THE FLAMES’ SHARE

Gaëlle de Nohan

translated by William Rodarmor

 

Part I: Chapter 1

The Marquise de Fontenilles was taking her sweet time, making her wait in the antechamber, which was decorated like a candy box. As the minutes passed, Violaine could feel her confidence draining away, eroded by impatience and nervousness. She had such hopes for this meeting! The marquise was one of the lace-garbed sphinxes that guarded the entry to the Bazar de la Charité. Without her assent, there was little chance that Countess Violaine de Raezal would be chosen as one of its sellers. She was aware that the mystery surrounding her past didn’t argue in her favor, and that her husband’s name had lost some of its power now that he was no longer here to watch over her. After his death, when the countess was received, questions floated to the surface amid the most exquisite politeness. For thirteen years Gabriel de Raezal’s piercing blue eyes had driven those questions away. Now, emboldened by his death, they had surfaced again.

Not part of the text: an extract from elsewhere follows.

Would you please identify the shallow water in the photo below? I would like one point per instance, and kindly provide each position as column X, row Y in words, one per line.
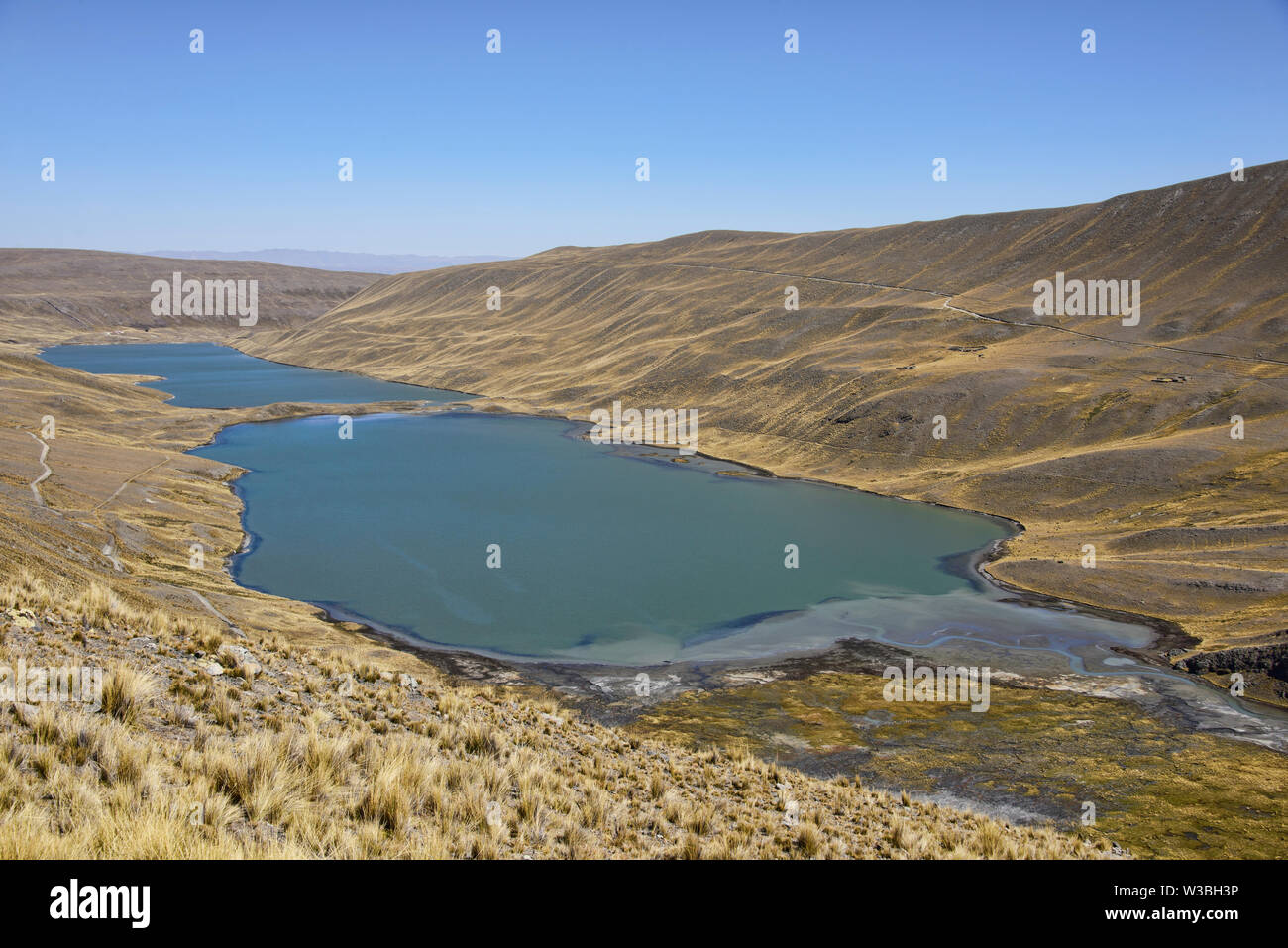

Violaine took a few steps to the window and looked absently out over boulevard Saint-Germain, whose tumult seem to politely hush before reaching the de Fontenilles residence. She wondered why she was so bent on participating in Paris high society’s most fashionable charity sale. Couldn’t she help the poor in some less public way? Was she letting herself be driven by the wrong motives? When her daughter-in-law Léonce d’Ambronay predicted that she would never be accepted into the ranks of Bazar sellers, adding that she wanted to spare her the humiliation of a rejection, Violaine felt her pride rise in protest. Savoring the cruelty of the insinuation, Léonce had looked at her with the same blue eyes as her father’s, a smile hovering on her pink button mouth. Maybe she had used her Faubourg Saint-Germain connections to make sure her mother-in-law would find the doors closed. After all, she often dined with the marquise, even if mourning prevented her from enjoying the season as fully as she would have liked this year.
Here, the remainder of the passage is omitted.